If you’ve ever been there in your life, you know right away that this is the first thing you see heading into the Museum of Natural History. I remember this Elephant statue from elementary school field trips as if it were yesterday. I was rather pleased to see it right where I left it all those years ago and to see my kids enjoy it the same as I did.
Unlike the Hirshhorn, The Museum of Natural History is designed almost in its entirety with kid-friendliness in mind. From the moment you enter, everything around you is awe inspiring. For a child, the impression is bigger still. The focus being animals, marine life and dinosaurs, it’s rather can’t-miss when it comes to the kid crowd.
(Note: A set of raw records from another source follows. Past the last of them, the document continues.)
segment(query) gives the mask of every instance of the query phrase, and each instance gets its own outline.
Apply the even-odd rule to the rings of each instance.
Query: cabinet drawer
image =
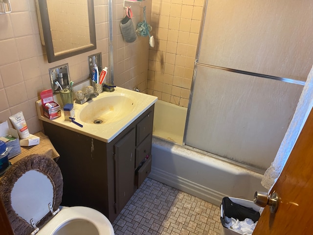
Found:
[[[153,127],[153,112],[149,112],[142,120],[137,124],[136,144],[139,144],[148,135],[152,132]]]
[[[152,156],[150,156],[147,161],[143,164],[142,166],[136,172],[135,176],[135,184],[137,188],[139,188],[142,182],[147,178],[147,176],[151,172],[151,163],[152,162]]]
[[[150,134],[136,149],[135,168],[138,167],[147,155],[150,156],[151,155],[152,141],[152,134]]]

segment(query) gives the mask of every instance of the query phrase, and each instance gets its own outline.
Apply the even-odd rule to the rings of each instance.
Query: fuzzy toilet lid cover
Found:
[[[61,204],[63,191],[63,180],[61,170],[56,163],[43,155],[32,154],[17,162],[8,169],[0,181],[0,197],[6,210],[9,220],[16,235],[30,234],[34,230],[27,221],[20,217],[12,208],[11,193],[14,184],[24,173],[36,170],[46,175],[53,186],[54,211]],[[27,203],[27,202],[25,202]],[[50,217],[48,213],[37,225],[39,227]]]

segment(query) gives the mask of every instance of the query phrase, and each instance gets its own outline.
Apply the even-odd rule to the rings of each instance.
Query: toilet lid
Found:
[[[0,182],[0,196],[16,235],[30,234],[52,216],[62,200],[63,182],[54,160],[33,154],[20,160]]]

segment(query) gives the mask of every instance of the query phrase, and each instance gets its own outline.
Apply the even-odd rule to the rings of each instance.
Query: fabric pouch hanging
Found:
[[[131,9],[127,8],[127,15],[121,21],[120,26],[123,37],[125,42],[133,43],[137,39],[137,35],[131,19],[132,14]]]

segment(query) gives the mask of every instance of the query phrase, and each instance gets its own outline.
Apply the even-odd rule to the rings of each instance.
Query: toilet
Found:
[[[15,235],[111,235],[113,227],[99,212],[62,207],[61,170],[48,157],[32,154],[9,168],[0,196]]]

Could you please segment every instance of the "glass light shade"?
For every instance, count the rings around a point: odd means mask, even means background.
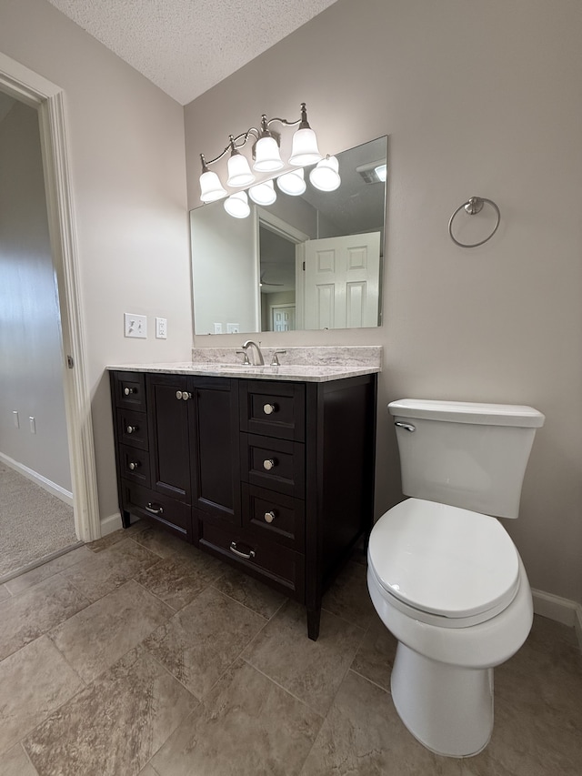
[[[250,186],[255,180],[246,156],[242,154],[233,154],[228,159],[227,186]]]
[[[374,167],[374,172],[378,176],[378,180],[386,183],[386,164],[378,165],[377,167]]]
[[[248,196],[256,205],[273,205],[276,199],[276,192],[272,180],[257,183],[248,189]]]
[[[259,173],[273,173],[284,166],[275,137],[261,137],[256,141],[254,170]]]
[[[291,197],[298,197],[303,194],[306,188],[303,167],[279,176],[276,179],[276,185],[284,194],[290,194]]]
[[[342,179],[339,176],[339,163],[336,156],[326,156],[309,173],[311,185],[320,191],[335,191]]]
[[[236,194],[231,194],[228,199],[225,200],[225,210],[235,218],[246,218],[251,212],[246,192],[237,191]]]
[[[226,194],[226,189],[223,187],[216,173],[212,173],[210,170],[202,173],[200,176],[200,199],[203,202],[215,202],[216,199],[222,199]]]
[[[297,129],[293,136],[289,164],[298,167],[315,165],[322,158],[317,148],[317,138],[313,129]]]

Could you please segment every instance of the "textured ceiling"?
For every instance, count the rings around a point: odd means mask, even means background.
[[[49,0],[182,105],[336,0]]]

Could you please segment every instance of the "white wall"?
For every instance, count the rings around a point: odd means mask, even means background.
[[[263,333],[264,343],[384,346],[378,514],[402,498],[389,399],[544,412],[508,529],[532,585],[578,601],[581,45],[577,0],[338,0],[186,108],[191,207],[197,155],[263,112],[292,118],[306,102],[330,153],[390,136],[384,327]],[[447,222],[474,195],[494,199],[502,222],[467,250]]]
[[[0,453],[70,493],[38,115],[23,103],[0,120]]]
[[[105,366],[190,358],[184,112],[45,0],[0,0],[0,51],[65,90],[105,519],[118,511]],[[124,338],[124,312],[147,315],[147,339]]]

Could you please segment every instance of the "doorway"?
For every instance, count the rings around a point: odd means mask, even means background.
[[[33,107],[38,115],[48,232],[60,313],[61,388],[65,394],[75,531],[79,540],[92,541],[101,536],[101,524],[64,94],[59,86],[1,53],[0,90]]]

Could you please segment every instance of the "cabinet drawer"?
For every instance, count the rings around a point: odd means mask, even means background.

Loren wasted no time “ooh-ing” and “ahh-ing” at all the exhibits. Despite it being the middle of the week, the place was packed with kids – either with fellow stay-at-home parents, or on field trips with their classmates.
As is the case these days, he wasted no time reassuring me that the “dinosaurs [are] so happy!” That’s a common phrase for him right now. Cars “so happy,” Dada’s “so happy,” everyone and everything is “so happy” in Loren’s eyes, including the dinosaurs.
I haven’t corrected him on this yet: “no, buddy, the dinosaurs are actually quite sad. You see, they went extinct a long time ago, which means they themselves and everyone they know and love and care about, their whole species even, is dead. They are most certainly not ‘so happy.’”
I don’t know how you have that conversation with a toddler, so I just let him run with the happy bit.
While checking out the exhibits I was told that the Museum has a hands-on “discovery” room, so I made it a point to check it out. It was a neat little space, with books and drums, skeletons, magnifying glasses and other sciency-type things for kids to play with, which was all well and good I suppose. But it gets to something I’ve noticed in all our trips around the city: When designing kid-friendly spaces, adults have a tendency to over-think things a bit. Loren was pretty un-impressed by the discovery room. Not because it wasn’t impressive on its own – it was a cool little space. It just happened to be situated in the middle of a much larger and more fascinating museum filled to the brim with incredible, awe-inspiring statues and fossils and a larger than life sense of wonder. When Loren saw a giant whale hanging from the ceiling of the amazing Ocean life exhibit, I basically had to scrape his jaw off the floor. The encore for that isn’t a little room with kid’s-sized hands-on stuff. The encore for that is full-size Tyrannosaurus Rex skeleton.
The museum had these kids at the elephant “hello.”
That said, this museum gets a lot of kid-friendly things right. Even with the giant T-Rex and whales and all that, the absolute show-stopper for the day was the butterfly exhibit. As we walked up the steps to the museum entrance, an exiting mother and her daughter spontaneously informed us that we absolutely should not miss the butterfly exhibit on the second floor. I’m glad she mentioned it, because it is easy to lose yourself and your sense of time just running around the first floor.
The butterfly exhibit costs five bucks a head (kids under two are free), and is worth every penny. For everything that is cool about the huge statues and skeletons downstairs, it’s this tiny little interaction that wins, no contest:
The exhibit is a hot and humid little dome, not much more than twenty feet long, but the butterflies are free-range, so-to-speak, and flit-float their way all over the place (before you leave you have to check and make sure you don’t have any stowaways on you). The plants and flowers all around make for a nice scene as you get up close and personal with the insects.
As I said, it is about 85 degrees in there. This being the last leg of our trip, Ruthie was nearing the end of her rope. Still in her jacket and snuggled into the bjorn, she wasn’t going to last very long. Otherwise, I’m pretty sure Loren would have opted to unpack and live right there next to the butterflies.
He’ll have to settle for waiting until we go back, which will be soon and often.